Terapaths: A QoS Collaborative Data Sharing Infrastructure for Petascale Computing Research -II

DWMI: Datagrid Wide Area Monitoring Infrastructure

PI: Les Cottrell, SLAC


Todays's data intensive sciences, such as High Energy Physics (HEP), need to share large amounts of data at high speeds. This in turn requires high-performance, reliable end-to-end network paths between the major collaborating sites. In addition end-users need long and short-term forecasting for application and network performance for planning, setting expectations and trouble-shooting. To enable this requires a network monitoring infrastructure between the major sites.
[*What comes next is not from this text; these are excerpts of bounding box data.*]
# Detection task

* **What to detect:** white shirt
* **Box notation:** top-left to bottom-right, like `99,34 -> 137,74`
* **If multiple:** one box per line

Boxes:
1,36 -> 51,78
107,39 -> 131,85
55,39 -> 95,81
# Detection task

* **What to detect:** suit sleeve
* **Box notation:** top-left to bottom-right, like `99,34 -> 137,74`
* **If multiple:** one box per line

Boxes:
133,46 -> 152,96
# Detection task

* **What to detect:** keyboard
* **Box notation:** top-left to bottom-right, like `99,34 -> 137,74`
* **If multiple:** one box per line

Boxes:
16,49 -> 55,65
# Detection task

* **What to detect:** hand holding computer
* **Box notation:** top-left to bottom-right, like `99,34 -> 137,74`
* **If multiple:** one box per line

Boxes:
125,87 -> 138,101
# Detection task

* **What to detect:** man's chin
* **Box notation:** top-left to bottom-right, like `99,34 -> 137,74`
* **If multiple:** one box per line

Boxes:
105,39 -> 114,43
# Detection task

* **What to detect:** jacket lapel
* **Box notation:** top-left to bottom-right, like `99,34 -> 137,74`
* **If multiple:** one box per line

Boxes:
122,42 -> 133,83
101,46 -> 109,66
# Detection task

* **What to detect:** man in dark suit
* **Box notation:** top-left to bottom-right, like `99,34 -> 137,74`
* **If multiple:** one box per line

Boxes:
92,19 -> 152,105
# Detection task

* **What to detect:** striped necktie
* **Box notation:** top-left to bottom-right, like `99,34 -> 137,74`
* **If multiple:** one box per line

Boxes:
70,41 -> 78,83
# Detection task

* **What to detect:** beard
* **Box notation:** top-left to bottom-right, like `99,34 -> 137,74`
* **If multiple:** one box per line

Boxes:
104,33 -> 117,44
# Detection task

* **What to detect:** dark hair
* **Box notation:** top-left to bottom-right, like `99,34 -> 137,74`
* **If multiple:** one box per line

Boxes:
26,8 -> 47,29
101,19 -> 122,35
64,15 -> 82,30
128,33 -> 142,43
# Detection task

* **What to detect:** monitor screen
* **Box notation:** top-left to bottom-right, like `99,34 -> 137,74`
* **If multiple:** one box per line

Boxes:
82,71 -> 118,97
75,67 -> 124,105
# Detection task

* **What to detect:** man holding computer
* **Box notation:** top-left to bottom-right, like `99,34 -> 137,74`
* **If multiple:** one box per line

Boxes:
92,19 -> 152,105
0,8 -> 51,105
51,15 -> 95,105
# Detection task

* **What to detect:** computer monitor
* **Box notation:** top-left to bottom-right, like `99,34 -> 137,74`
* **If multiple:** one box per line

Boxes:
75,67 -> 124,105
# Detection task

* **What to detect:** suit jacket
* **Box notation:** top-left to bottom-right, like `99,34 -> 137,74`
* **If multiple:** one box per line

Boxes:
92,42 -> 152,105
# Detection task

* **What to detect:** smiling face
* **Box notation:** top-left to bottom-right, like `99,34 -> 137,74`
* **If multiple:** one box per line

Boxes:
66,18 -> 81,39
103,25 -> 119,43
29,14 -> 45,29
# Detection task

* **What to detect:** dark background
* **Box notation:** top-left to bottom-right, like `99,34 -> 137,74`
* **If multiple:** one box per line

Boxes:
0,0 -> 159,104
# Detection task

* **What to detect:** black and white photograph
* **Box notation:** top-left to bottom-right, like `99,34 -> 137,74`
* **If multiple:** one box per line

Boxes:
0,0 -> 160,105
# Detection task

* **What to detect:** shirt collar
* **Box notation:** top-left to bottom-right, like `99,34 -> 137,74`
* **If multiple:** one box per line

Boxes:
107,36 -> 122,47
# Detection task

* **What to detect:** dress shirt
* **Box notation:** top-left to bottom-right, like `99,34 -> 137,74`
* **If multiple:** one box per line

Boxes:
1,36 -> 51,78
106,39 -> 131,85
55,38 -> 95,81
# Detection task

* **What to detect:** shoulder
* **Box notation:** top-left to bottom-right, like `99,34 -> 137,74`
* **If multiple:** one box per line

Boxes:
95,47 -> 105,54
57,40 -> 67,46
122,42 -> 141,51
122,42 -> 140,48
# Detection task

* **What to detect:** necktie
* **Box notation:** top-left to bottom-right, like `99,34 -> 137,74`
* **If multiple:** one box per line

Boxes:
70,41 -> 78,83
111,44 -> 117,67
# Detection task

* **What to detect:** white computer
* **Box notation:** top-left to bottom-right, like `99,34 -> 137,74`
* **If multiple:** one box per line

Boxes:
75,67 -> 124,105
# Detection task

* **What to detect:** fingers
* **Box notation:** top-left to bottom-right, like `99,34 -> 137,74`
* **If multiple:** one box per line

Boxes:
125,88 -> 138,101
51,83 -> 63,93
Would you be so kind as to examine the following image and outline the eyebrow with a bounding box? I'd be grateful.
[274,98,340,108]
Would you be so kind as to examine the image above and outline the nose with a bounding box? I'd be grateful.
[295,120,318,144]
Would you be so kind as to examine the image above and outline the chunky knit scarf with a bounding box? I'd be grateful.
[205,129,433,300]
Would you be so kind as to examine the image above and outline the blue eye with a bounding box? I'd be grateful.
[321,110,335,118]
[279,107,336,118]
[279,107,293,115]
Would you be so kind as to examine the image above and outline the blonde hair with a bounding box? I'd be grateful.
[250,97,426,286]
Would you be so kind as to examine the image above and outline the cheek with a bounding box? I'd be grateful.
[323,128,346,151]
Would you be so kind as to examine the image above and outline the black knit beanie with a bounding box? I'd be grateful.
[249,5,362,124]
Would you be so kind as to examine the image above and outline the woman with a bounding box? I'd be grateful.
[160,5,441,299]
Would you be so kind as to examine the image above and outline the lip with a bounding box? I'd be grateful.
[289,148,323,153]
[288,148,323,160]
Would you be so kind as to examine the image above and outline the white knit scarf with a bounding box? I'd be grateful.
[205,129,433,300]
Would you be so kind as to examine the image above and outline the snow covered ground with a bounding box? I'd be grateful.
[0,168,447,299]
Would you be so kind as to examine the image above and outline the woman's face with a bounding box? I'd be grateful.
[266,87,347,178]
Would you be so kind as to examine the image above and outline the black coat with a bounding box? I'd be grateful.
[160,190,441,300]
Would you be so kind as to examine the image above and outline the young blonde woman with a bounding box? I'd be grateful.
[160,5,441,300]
The main goal of the DWMI project is to build, deploy and effectively learn how to use an initially relatively small but rich, robust, sustainable, manageable network monitoring infrastructure focused on the needs of critical HEP experiments such as Atlas, BaBar and CMS. A characteristic of these experiments is a hierarchical tiering of sites. The major data sources (accelerator sites such as CERN, FNAL or SLAC) are tier 0, tier 1 sites are major data re-distribution centers for a region (e.g. a major HEP data center in each of France, Italy, Germany, the UK and US etc.), tier 2 are major collaborator sites (typically major university sites such as Caltech), tier 3 are smaller collaborators etc. The idea is that the raw experimental data is replicated from the tier 0 to tier 1 sites, where it is analyzed and made available to higher tiered sites. To match this architecture, DWMI needs to be deployed at tier 0, tier 1, and a few tier 2 sites. The measurements at each of these sites will then be configured to provide regular end-to-end network performance measurements and analysis to its collaborator sites.

The sub-goals of the DWMI project are:


Impact to specific DoE Science applications

Improved network understand and expectations together with more quickly discovering and reporting network problems is critical to all network based applications. The DWMI project's deployment of the IEPM-BW infrastructure focused on the needs of the DoE supported LHC, BaBar, CDF and D0 HEP experiments provides an evolving and practical basis for improved networking.

Synergy developed with DoE application developers to facilitate technology transfers

We are collaborating with groups at CERN, BNL, FNAL and Caltech to install, configure and put into use the IEPM-BW measurement toolkits. We have set up a network of contacts at the monitoring and monitored IEPM-BW sites. When we receive alerts and deem them of interest, we communicate with our contacts at the relevant sites to alert them to the problem and to better understand it.

We have made contact with the Open Science Grid (OSG) community's Wilko Kroeger to explore how to assist them with their network monitoring needs.

We have and will continue to work with the ESnet OSCARS project to assist in monitoring the effectiveness of QoS, and to help specify the requirements for monitoring (e.g. to provide persistent requests, and a program to program API to the scheduler. We are also working closely with Dantong Yu and the BNL Terapaths project to provide monitoring and support for the QoS services.

IN addition to working with DoE develkopers, are in regular contact with developers of monitoring infrastructures and tools funded by other agencies. In particular we are working closely with Internet2 to evaluate and improve thrulay and more closely integrate perfSONAR, and with the NLANR AMP developers to integrate the traceroute analysis and visualization. We are working closely with Iosif Legrand and others at the Caltech HEP group and CERN to integrate the IEPM and PingER measurements into MonALISA. We are also evaluating whether to include PingER and/or IEPM-BW as part of the Virtual Development Toolkit.